We re-ran the affected pairs. The trigger for every reasoning-class model was the same: shared budget collapsing onto hidden CoT. The fix was two flags. We set reasoning_effort=low on the GPT-5.x and Kimi calls — letting the model think briefly instead of expensively — and quadrupled max_completion_tokens on the affected tasks. Combined, those two changes drove the residual DSQ rate to zero for nine of eleven models and to one task out of thirty-five for Kimi K2.6. Good enough to compute headlines on.
We rebuilt the table from the cleaned numbers and went looking for what had moved.
What the second table said
The average lift across the panel went from +1.5 to +1.88 points on the 0-40 scale. That is not a dramatic move on its own. The structural change is in the count: nine of eleven models had originally been "improved" — that became seven. Two of the original lifts were false positives, dragged into the green by the tie inflation on their own empty pairs.
The line that earned the rerun is further down the table.
Llama 3.3-70B went from neutral to −2.6.
In the first cut, Llama looked flat — no help from retrieval, no harm. After DSQ, after the cleaned reruns, after the judge scored real strings against real strings, the model lost two-and-a-half points on the scale. Mode B was slower in wall time (36 s versus 79 s, suggestively truncated) and substantively worse in content. The retrieval was, for that model, actively making the answer wrong. Probably context-overflow behaviour. Possibly something subtler. The number is what we publish; the diagnosis is still open.
A regression that big, on a model that brand-conscious, is the line on the page that says we did the work. Anyone can publish a chart where every bar points up. The bar that points down is the one that costs something to print.
Why we are publishing this part first
The methodology report has a "What we got wrong" section at the top, above the headline numbers, above "Where Lighthouse loses", above everything except the abstract. Most teams put their limitations section at the back, in a smaller font, and write the prose in the past-perfect tense so it reads like it happened to someone else. We tried the back-of-the-paper version first and it did not pass the smell test for either of us. The bug is not a footnote on the result. The bug is the result. The first table was wrong. The second table is right because we caught the first one being wrong.
If a reader is going to trust the second table, they need to be able to read the autopsy of the first. We would rather lose the reader who wanted a clean chart than keep the one who skips the methodology.
What we will measure differently next time
The next run will treat empty visible output as a first-class outcome, named and counted, not as an absent string the judge gets to interpret. The same DSQ filter will be applied live during the run rather than as a post-hoc audit pass; the harness will re-prompt the model with the higher budget on the first empty, not on the second sweep. We will also keep the reasoning-effort dial visible as a per-task setting, because picking it once globally is the kind of choice that looks correct in May and embarrassing in November.

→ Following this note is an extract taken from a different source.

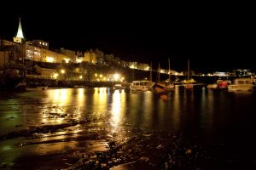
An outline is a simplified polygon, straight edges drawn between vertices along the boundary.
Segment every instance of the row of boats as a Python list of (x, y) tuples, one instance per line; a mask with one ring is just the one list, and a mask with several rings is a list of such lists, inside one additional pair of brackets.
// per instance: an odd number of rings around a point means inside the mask
[(197, 83), (193, 79), (181, 82), (172, 82), (170, 81), (153, 82), (151, 81), (133, 81), (131, 83), (116, 84), (113, 89), (129, 89), (134, 92), (145, 92), (154, 90), (156, 93), (168, 93), (177, 87), (183, 87), (185, 89), (193, 89), (195, 87), (207, 87), (208, 89), (226, 89), (230, 92), (253, 91), (256, 90), (255, 78), (236, 78), (233, 82), (230, 80), (218, 80), (213, 84)]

The corrected Run 1 numbers ship at /lighthouse/evals, with the frozen permalink at /lighthouse/evals/runs/v1. The methodology deep-dive — every chart, every disqualification rule, every limitation — lives at /lighthouse/evals/runs/v1/scientific. The plain-English summary is at /lighthouse/evals/runs/v1/general. The Llama row is the one to look at first.
Designing an eval harness for reasoning models is not the same job as designing one for instruction-tuned chat models. We learned that the slow way. Run 2 will know it from the first task.